Allah’ın lütfu ile fedakarlığın ve hizmetin bu ruhunu, hz. Mesih-i Mevud’a (as) biat etmiş olanlar çok iyi bir şekilde anladılar ve birbirlerini geçerek fedakarlığa yönelirler. Sadece uzun bir müddetten beri Ahmediyeti kabul etmiş olanlar değil, yeni biat etmiş olanlar bile mal fedakarlığının ruhunu ve hakikatini anlamaktadır. Son derece yokluk içinde hayat geçirmesine rağmen diğerlerinden geri kalmak istemeyen ve hz. Mesih-i Mevud’un (as) zamanında onun sahabelerinin yaptığı şekilde fedakarlık yapan kimseler de vardır. Bazı öyle örnekler var ki hz. Mesih-i Mevud (as) onlarla ilgili şöyle buyurdu: “ben cemaatimin muhabbet ve ihlasına hayret ediyorum ki onlar arasında çok az geliri olanlar var, mesela Miyan Cemalüddin, Hayruddin ve İmamüddin Keşmirî gibi. Bunlar benim köyüme yakın bir yerde yaşarlar ve bu üç kardeş belki de iki-üç Âna (kuruş) gündelikle çalışırlar ve ihlas ile aylık çanda verirler.”

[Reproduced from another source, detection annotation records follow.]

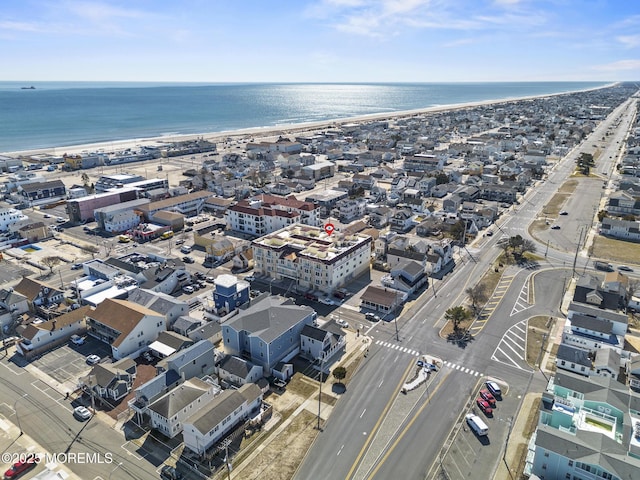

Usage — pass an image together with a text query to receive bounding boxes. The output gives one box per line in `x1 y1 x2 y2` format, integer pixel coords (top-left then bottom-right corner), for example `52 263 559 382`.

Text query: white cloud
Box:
616 34 640 48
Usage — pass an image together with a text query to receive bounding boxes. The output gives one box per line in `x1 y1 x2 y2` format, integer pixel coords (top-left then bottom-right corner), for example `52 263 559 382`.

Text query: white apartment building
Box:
225 195 322 236
0 208 29 232
93 198 149 232
252 224 372 293
148 378 220 438
182 383 262 455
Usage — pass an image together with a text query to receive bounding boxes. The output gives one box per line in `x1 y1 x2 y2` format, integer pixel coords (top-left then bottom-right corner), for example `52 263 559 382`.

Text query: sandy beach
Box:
2 83 617 157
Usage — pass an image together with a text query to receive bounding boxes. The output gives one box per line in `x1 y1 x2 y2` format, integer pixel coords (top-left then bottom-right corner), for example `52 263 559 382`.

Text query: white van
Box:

Huzur-i Enver, dünya genelindeki cemaatlerden, son derece iman verici bazı fedakarlık olayları anlattı.
Huzur-i Enver şöyle dedi: Bugünlerde fortnight isimli yeni bir oyun başlamıştır. Bazı çocuklar o oyunda paralarını boşa vermektedirler. Anne babaların, Hüdam-ül Ahmediye’nin ve Etfal-ül Ahmediye nizamlarının çocukları bundan men etmeleri gerekir. Çünkü bir seviyeden diğerine geçmek için tekrardan para vermeleri gerekiyor. Uyuşturucu gibi bağımlılık yapan bu oyun yüzünden çocukların sadece vakitleri zayi olmak ve yanlış düşünceler oluşmakla kalmıyor, bazı anne-babalar da zarara uğruyor. Bundan kaçınmak ve Allah-u Teala’nın dikkat çektiği Allah yolunda mal harcama hissiyatının çocuklarda yaratılması gerekir. Özellikle de vakfe cedit için.
Huzur-i Enver, vakfe cedid’in geçen yılına ait verileri sundu. Allah’ın lütfu ile, 31 aralıkta tamamlanan, vakfe cedid’in 61. Yılında Ahmediye Cemaati üyeleri, dokuz milyon yüz otuz dört bin pound fedakarlık sundular. Bu rakam, geçen yıldan 271 bin pound fazladır. Pakistan birinciliğini korudu, onu sırasıyla İngiltere, Almanya, Amerika, Kanada, Hindistan, Avustralya, Endonezya, Ortadoğu’dan bir ülke, Gana ve yine Ortadoğu’dan bir ülke izledi. Allah’ın lütfu ile bu yıl, 1.732.000 kişi vakfe cedid’e katıldı ve böylece katılanların sayısı geçen yıldan 123.000 kişi arttı. Yüce Allah, katılanların hepsinin mallarına ve hanelerine bereket versin ve gelecekte de yüce fedakarlıklar yapmayı nasip etsin. Amin.